The steroids gave my immune system and my body the boost of strength it needed to fight the infection. I think they also lessened the inflammation in my bronchial tubes and lungs.

My doctor did give me a cough syrup with codeine in it to help me sleep at night, and it was the only thing that gave me any rest. I stopped coughing long enough to fall asleep, which was easy to do with the codeine at work.

Post 3

What can a doctor give you for a viral chest infection? I know that antibiotics are useless when the infection is caused by a virus, so I just wonder if there is anything that can help you get over a viral infection faster.

I tend to get bronchitis every year or so, and usually, I just suffer through it at home. It lasts for weeks, though, and I feel so miserable not being able to get a good breath without a fit of coughing.

Is there anything a doctor can give me to help me get well quicker? Is there some sort of miracle cough syrup on the market that heals bronchitis?

Post 2

Some symptoms of a chest infection may vary, but one that is common to all kinds is the persistent cough. Though you may not always have a fever or runny nose, you will struggle to get the phlegm out of your air passages.

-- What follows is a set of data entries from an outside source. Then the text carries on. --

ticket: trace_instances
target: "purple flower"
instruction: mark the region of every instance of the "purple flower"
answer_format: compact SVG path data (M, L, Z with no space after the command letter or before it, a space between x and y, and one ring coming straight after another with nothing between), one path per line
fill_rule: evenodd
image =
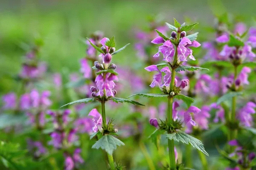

I have had a variety of chest infections. I've had acute bronchitis, excess phlegm from an old sinus infection, and irritated bronchial tubes caused by breathing in too much dust. All of these caused a cough that was so strong it kept me home from work.

The treatments vary, too, but all kinds of chest infections can be eased with over the counter expectorants and cough suppressants. I've taken these no matter what the cause of my infection was, and sometimes, I took them in addition to antibiotics. They gave me enough relief to sleep through the night.

Post 1

I had whooping cough as a kid, and it was pretty intense. This chest infection caused a cough that tried to strangle me, and it worried my mother greatly.

It started out like a regular cold. After about a week of dealing with a runny nose, I got this cough that would not let me breathe. I would have spells where I coughed so much that I could not get a good breath, and my face would turn red.

It really tired me out. I had no energy, and all my mother could do was put me in a room with a vaporizer and keep giving me cough syrup. It eventually went away, but I was so fatigued by then that it took me several days just to regain enough strength to function normally.